In the tangible world we approach people of interest by introductions and conversations, do we not? I had brought up this topic with my new business associate recently and asked her if she was familiar with ASW. Not only is she familiar but she is a member of ASW. ASW membership is by invitation only, and members who meet specific criteria are granted invitation privileges. Although I have been accepted into “The Circle of Trust” I do not have invitation privileges…yet! As a member you are held to strict agreements on the authenticity of your profile AND, you are not allowed to request a connection with another member unless there is a genuine connection between you both outside this network. A ‘Three strikes your out!’ rule applies if your connection request is denied a third time so you might want to give that prospect a heads up that you will be sending him or her a request. ASW’s intricate and secured membership practice preserves the authenticity of its members and has no tolerance for interlopers.
So Woop-di-doo! There’s a fancy-shmansy secret club out there where cool people belong to. Reminds you of the in-crowd back in high school huh? It goes beyond that really. This private international community consists of highly influential people that are connected by 3 degrees. People who are leaders, motivators, gurus, and powerful in how they choose to live their lives. There is great enlightenment to be gained when you surround yourself or are amongst powerful, ambitious, and successful like-minded individuals. Individuals who are playing big games in life and at the same time empowering those around them.
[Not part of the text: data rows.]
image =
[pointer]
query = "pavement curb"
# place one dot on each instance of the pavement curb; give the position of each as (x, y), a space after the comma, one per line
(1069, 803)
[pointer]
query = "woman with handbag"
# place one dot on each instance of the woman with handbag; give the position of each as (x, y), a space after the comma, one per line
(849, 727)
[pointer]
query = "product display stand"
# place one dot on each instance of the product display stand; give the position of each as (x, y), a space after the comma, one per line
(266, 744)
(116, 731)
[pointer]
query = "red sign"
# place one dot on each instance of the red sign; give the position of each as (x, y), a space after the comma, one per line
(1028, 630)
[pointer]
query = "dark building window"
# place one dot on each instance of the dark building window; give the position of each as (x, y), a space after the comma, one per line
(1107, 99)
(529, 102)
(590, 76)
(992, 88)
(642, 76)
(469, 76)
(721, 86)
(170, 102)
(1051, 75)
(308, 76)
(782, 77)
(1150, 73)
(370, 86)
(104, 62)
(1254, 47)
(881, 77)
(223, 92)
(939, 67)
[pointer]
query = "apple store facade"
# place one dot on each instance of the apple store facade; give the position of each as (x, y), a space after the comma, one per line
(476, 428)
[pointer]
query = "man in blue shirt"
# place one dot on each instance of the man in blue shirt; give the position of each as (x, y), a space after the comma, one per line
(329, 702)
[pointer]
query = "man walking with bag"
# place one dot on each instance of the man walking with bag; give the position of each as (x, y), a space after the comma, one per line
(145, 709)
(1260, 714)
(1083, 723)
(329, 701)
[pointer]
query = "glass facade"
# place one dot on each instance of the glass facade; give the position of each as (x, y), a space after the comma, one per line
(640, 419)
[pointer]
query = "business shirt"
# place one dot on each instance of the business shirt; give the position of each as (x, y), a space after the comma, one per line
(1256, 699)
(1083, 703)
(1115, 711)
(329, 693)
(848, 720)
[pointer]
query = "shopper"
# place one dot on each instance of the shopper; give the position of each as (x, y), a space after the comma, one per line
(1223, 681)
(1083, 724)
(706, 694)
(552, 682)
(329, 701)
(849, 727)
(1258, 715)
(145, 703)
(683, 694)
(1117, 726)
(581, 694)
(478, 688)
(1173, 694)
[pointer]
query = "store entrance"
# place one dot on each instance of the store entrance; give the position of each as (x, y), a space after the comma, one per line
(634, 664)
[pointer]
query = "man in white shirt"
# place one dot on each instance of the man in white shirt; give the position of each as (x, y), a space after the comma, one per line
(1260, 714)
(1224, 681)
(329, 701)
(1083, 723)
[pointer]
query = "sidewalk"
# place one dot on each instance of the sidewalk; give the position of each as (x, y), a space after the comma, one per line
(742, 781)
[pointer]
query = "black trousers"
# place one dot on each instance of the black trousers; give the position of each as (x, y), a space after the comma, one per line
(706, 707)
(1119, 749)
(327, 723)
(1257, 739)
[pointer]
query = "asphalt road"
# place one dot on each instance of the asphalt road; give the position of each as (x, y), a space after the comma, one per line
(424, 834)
I’m looking for big games to play:)
So put good principles in place when making friend requests, and the fact that you have hundreds of genuine Facebook friends proudly confirms that you are a powerful and HIGHLY influential person who leaves an impression…Bravo for playing the game!

Thursday 26 February 2009

A Dire Attempt to Keep Busy!

I originally set up this blog back in November after reading Tiffany’s, which inspired me to post my personal thoughts and experiences as well. Tiffany and I met shortly before our individual departure from sunny San Diego back in September and we connected instantaneously! By November she had jetted off to Dubai and I had driven cross country with my sister, Lisa to Chicago.

Chicago has done nothing but blessed me day in and day out with inspirational and motivational energy beyond belief! And, a certain gentleman, whom I’ll refer to as Grand, has broken through five years of guarded vulnerability. A vulnerability disguised by an independent, blissfully single self and living life on my own terms. I want to share and incorporate my life terms with Mr. Grand, only problem is that his terms are not available. Bitter sweet- I know! but the best way to mend a broken heart and stop chasing Grand ghosts is to sign up for everything! So I have registered for three half-marathons this coming year (I've never ran over 3 miles honestly) and this Monday I embarked on two new business ventures with the introduction to an office downtown. But why stop there, I also took on some community projects AND this blog will fill in the cracks :)

Without further a ‘do…Welcome to Chicago through my eyes and I anticipate that my words will touch, move, and inspire you.

p.s. There is no doubt in my mind that Ms. Tiffany and I shared a past life (Mr. Grand too).